Гэри Хадсон выложил презенташку своей концепции, которая сегодня проиграла конкурс. Выглядит довольно любопытно и можно сказать нетрадиционно.
http://forum.nasaspaceflight.com/index.php?topic=24859.0

ronatu

ЦитироватьГэри Хадсон выложил презенташку своей концепции, которая сегодня проиграла конкурс. Выглядит довольно любопытно и можно сказать нетрадиционно.
http://forum.nasaspaceflight.com/index.php?topic=24859.0

NASA. Year 2000

Когда жизнь экзаменует - первыми сдают нервы.

Salo

http://cybersecurity.ru/space/120729.html
ЦитироватьНАСА выделяет 270 млн долларов частным американским космическим подрядчикам[/size]
(02:24) 19.04.2011

Американское космическое агентство НАСА выделило очередную порцию грантов четырем компания, работающим по программе развития американской пилотируемой космонавтики. Четыре компании, в том числе Boeing и SpaceX, получили в общей сложности 270 млн долларов. Согласно данным НАСА, больше всего денег - 92,3 млн долларов - получила компания Boeing, которая недавно начала вторую часть программы по созданию коммерческого пилотируемого корабля CCDev2.
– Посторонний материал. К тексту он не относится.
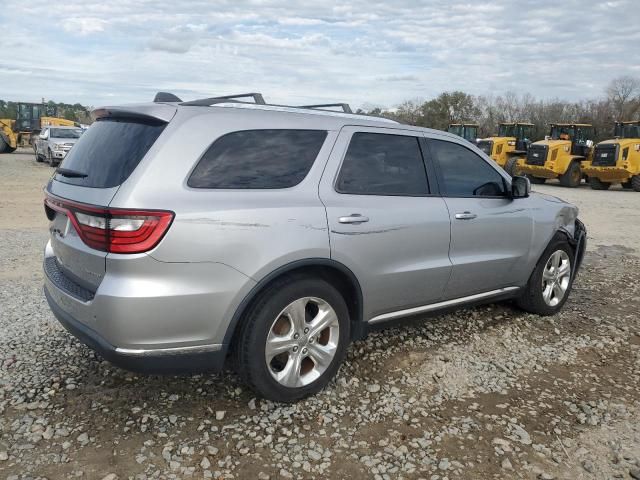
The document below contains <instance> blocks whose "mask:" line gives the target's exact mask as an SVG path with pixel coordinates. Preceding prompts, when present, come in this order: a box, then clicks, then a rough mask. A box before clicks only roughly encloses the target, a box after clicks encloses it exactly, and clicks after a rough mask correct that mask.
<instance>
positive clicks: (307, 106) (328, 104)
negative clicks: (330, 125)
mask: <svg viewBox="0 0 640 480" xmlns="http://www.w3.org/2000/svg"><path fill="white" fill-rule="evenodd" d="M331 107H340V108H342V111H343V112H344V113H353V110H351V107H350V106H349V104H348V103H324V104H318V105H300V106H299V107H298V108H310V109H315V108H318V109H320V110H323V109H327V108H331Z"/></svg>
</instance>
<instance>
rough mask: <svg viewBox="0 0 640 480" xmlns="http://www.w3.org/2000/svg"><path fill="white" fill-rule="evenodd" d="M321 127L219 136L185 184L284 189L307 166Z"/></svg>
mask: <svg viewBox="0 0 640 480" xmlns="http://www.w3.org/2000/svg"><path fill="white" fill-rule="evenodd" d="M326 137H327V132H326V131H324V130H243V131H239V132H232V133H228V134H226V135H223V136H222V137H220V138H219V139H217V140H216V141H215V142H213V144H212V145H211V146H210V147H209V149H208V150H207V151H206V152H205V154H204V155H203V157H202V158H201V159H200V161H199V162H198V165H196V168H195V169H194V170H193V172H192V174H191V176H190V177H189V180H188V182H187V185H188V186H190V187H192V188H218V189H232V188H244V189H248V188H254V189H259V188H265V189H266V188H269V189H270V188H288V187H293V186H295V185H297V184H298V183H300V182H301V181H302V180H303V179H304V177H306V176H307V173H308V172H309V170H310V169H311V166H312V165H313V162H314V161H315V159H316V157H317V156H318V152H319V151H320V148H321V147H322V144H323V143H324V140H325V138H326Z"/></svg>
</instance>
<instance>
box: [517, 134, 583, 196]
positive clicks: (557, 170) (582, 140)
mask: <svg viewBox="0 0 640 480" xmlns="http://www.w3.org/2000/svg"><path fill="white" fill-rule="evenodd" d="M594 136H595V131H594V128H593V125H590V124H587V123H553V124H551V132H550V133H549V135H548V136H547V137H545V139H544V140H540V141H539V142H534V143H532V144H531V145H530V146H529V151H528V152H527V156H526V157H524V159H523V160H521V161H519V162H518V170H519V173H520V174H524V175H527V177H529V179H530V180H531V183H544V182H546V181H547V179H550V178H557V179H559V180H560V184H561V185H562V186H564V187H577V186H578V185H580V182H581V181H582V178H583V177H584V176H585V169H586V168H587V167H588V166H589V165H590V164H591V159H592V155H593V138H594Z"/></svg>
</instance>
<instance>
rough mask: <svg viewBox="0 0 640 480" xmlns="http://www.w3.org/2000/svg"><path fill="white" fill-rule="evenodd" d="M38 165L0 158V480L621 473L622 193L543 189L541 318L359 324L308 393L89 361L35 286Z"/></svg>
mask: <svg viewBox="0 0 640 480" xmlns="http://www.w3.org/2000/svg"><path fill="white" fill-rule="evenodd" d="M51 173H52V169H51V168H50V167H48V166H46V165H43V164H38V163H36V162H35V160H34V158H33V155H29V154H26V153H22V154H11V155H8V154H4V155H0V174H1V175H0V479H3V478H7V479H11V480H15V479H20V478H34V479H35V478H48V479H58V478H60V479H62V478H87V479H94V478H97V479H108V480H114V479H117V478H119V479H124V478H132V479H134V478H135V479H147V478H236V479H238V478H251V479H253V478H260V479H263V480H264V479H268V478H271V479H279V478H351V479H357V478H376V479H396V478H406V479H413V478H425V479H431V480H444V479H457V478H464V479H491V478H500V479H502V478H505V479H534V478H539V479H553V478H558V479H610V478H621V479H636V480H637V479H640V315H639V312H640V287H639V285H640V282H639V280H640V257H639V256H638V255H639V253H638V239H639V238H640V193H635V192H630V191H623V190H622V189H619V188H614V189H611V190H609V191H592V190H591V189H589V188H588V187H587V186H583V187H580V188H578V189H565V188H562V187H560V186H559V185H557V184H553V183H552V184H549V185H543V186H535V190H537V191H540V192H544V193H549V194H552V195H556V196H559V197H561V198H565V199H567V200H569V201H572V202H573V203H575V204H576V205H578V206H579V208H580V216H581V218H582V219H583V221H584V222H585V224H586V225H587V228H588V231H589V236H588V239H589V249H588V252H587V255H586V258H585V264H584V267H583V269H582V271H581V273H580V276H579V277H578V279H577V281H576V284H575V287H574V290H573V292H572V295H571V297H570V299H569V301H568V302H567V304H566V306H565V308H564V310H563V311H562V312H561V313H560V314H558V315H556V316H554V317H550V318H545V319H541V318H539V317H536V316H533V315H528V314H524V313H522V312H521V311H519V310H517V309H516V308H515V307H513V306H511V305H509V304H498V305H489V306H484V307H479V308H475V309H466V310H463V311H460V312H456V313H454V314H450V315H446V316H441V317H437V318H432V319H424V320H422V321H419V320H415V321H412V322H410V323H409V324H408V325H405V326H402V327H396V328H390V329H387V330H383V331H380V332H376V333H373V334H372V335H370V336H369V337H368V338H367V339H366V340H364V341H361V342H356V343H355V344H354V345H352V346H351V348H350V351H349V357H348V361H347V362H346V363H345V365H344V367H343V368H342V369H341V370H340V372H339V375H338V377H337V378H336V380H335V381H334V382H332V383H331V384H330V386H329V387H328V388H327V389H325V390H324V391H323V392H321V393H320V394H319V395H317V396H316V397H313V398H310V399H307V400H305V401H302V402H300V403H298V404H297V405H290V406H283V405H277V404H273V403H271V402H267V401H263V400H260V399H257V398H255V396H254V395H253V393H252V392H251V391H249V390H247V389H246V388H245V387H244V386H243V385H242V384H241V383H240V382H239V380H238V379H237V378H236V376H235V375H234V374H232V373H225V374H222V375H219V376H213V375H193V376H183V377H160V376H142V375H135V374H132V373H128V372H125V371H122V370H119V369H117V368H116V367H113V366H111V365H109V364H108V363H106V362H104V361H102V360H101V359H99V358H98V357H97V356H96V355H95V354H94V353H92V352H91V351H90V350H89V349H88V348H86V347H84V346H83V345H81V344H80V343H79V342H77V341H76V340H75V339H73V338H72V337H71V336H70V335H68V334H67V333H66V332H65V331H64V330H63V329H62V327H60V326H59V325H58V324H57V322H56V321H55V319H54V318H53V315H52V314H51V313H50V311H49V309H48V307H47V305H46V302H45V301H44V300H43V295H42V290H41V286H42V272H41V266H40V263H41V260H42V250H43V248H44V245H45V243H46V238H47V221H46V218H45V215H44V211H43V207H42V200H43V194H42V189H43V186H44V184H45V183H46V181H47V179H48V178H49V177H50V175H51Z"/></svg>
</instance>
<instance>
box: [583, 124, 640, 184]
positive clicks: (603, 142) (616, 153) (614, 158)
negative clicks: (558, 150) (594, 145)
mask: <svg viewBox="0 0 640 480" xmlns="http://www.w3.org/2000/svg"><path fill="white" fill-rule="evenodd" d="M614 137H615V138H614V139H612V140H605V141H604V142H600V143H599V144H597V145H596V148H595V151H594V153H593V161H592V162H591V165H590V166H589V167H587V168H585V169H584V172H585V173H586V174H587V176H588V177H589V184H590V185H591V188H593V189H594V190H607V189H608V188H609V187H610V186H611V185H612V184H614V183H621V184H622V186H623V187H624V188H632V189H633V190H635V191H636V192H640V121H639V120H636V121H633V122H616V124H615V132H614Z"/></svg>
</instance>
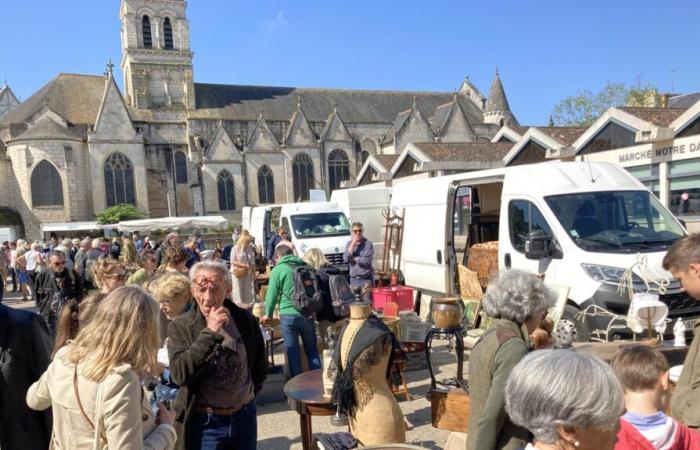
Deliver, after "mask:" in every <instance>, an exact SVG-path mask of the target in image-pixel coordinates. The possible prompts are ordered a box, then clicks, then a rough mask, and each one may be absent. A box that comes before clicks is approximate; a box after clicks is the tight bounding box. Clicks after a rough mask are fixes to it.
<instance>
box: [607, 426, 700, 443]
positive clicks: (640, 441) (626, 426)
mask: <svg viewBox="0 0 700 450" xmlns="http://www.w3.org/2000/svg"><path fill="white" fill-rule="evenodd" d="M615 450H656V448H654V446H653V445H651V442H649V441H648V440H647V438H645V437H644V436H643V435H642V433H640V432H639V431H638V430H637V429H636V428H635V427H634V425H632V424H630V423H629V422H627V421H626V420H625V419H620V431H618V432H617V444H615ZM669 450H700V434H698V433H697V432H696V431H694V430H691V429H690V428H687V427H686V426H685V425H683V424H682V423H680V422H678V421H676V433H675V435H674V440H673V446H671V448H670V449H669Z"/></svg>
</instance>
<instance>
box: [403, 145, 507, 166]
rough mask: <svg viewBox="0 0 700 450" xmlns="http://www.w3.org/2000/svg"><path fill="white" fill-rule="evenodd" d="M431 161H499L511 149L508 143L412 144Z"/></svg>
mask: <svg viewBox="0 0 700 450" xmlns="http://www.w3.org/2000/svg"><path fill="white" fill-rule="evenodd" d="M413 145H414V146H415V147H417V148H418V149H419V150H420V151H422V152H423V153H425V154H426V156H428V157H429V158H430V159H431V160H433V161H499V160H501V159H503V157H504V156H505V155H506V154H507V153H508V150H510V149H511V148H512V147H513V144H512V143H509V142H482V141H476V142H418V143H415V144H413Z"/></svg>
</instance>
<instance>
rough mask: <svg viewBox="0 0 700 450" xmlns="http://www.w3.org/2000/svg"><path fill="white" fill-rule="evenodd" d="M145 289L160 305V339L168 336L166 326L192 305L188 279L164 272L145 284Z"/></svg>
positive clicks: (167, 329) (183, 312)
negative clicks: (160, 313) (149, 293)
mask: <svg viewBox="0 0 700 450" xmlns="http://www.w3.org/2000/svg"><path fill="white" fill-rule="evenodd" d="M146 289H148V292H150V293H151V294H152V295H153V296H154V297H155V299H156V300H157V301H158V304H159V305H160V311H161V314H160V339H161V341H165V338H166V337H167V336H168V324H169V323H170V322H172V321H173V320H175V319H177V318H178V317H180V316H181V315H182V314H183V313H185V312H186V311H188V310H189V307H190V305H191V304H192V289H191V285H190V279H189V278H188V277H186V276H184V275H182V274H179V273H175V272H166V273H163V274H160V275H158V276H157V277H155V278H154V279H153V280H151V281H149V282H148V283H146Z"/></svg>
Компания Sierra Nevada Corp, ведущая разработки собственного космического шаттла DreamChaser, получила 80 млн долларов из госбюджета США. Еще 75 млн долларов получила компания SpaceX, недавно завершившая испытания по выведению своей космической капсулы Dragon. Напомним, что компания на собственной ракете-носителе вывела Dragon на околоземную орбиту, после чего Dragon обогнула нашу планету по кругу и приземлилась в Тихом океане.

Наконец, 22 млн долларов получила компания Blue Origin, также работающая по программе развития частной космонавтики.

"Эти соглашения чрезвычайно важны для НАСА. Они позволяют сохранить присутствие Америки на околоземной орбите в ближайшие годы, тогда как само НАСА сконцентрируется на подготовке программ межпланетных полетов", - сказал директор космического агентства Чарльз Болден.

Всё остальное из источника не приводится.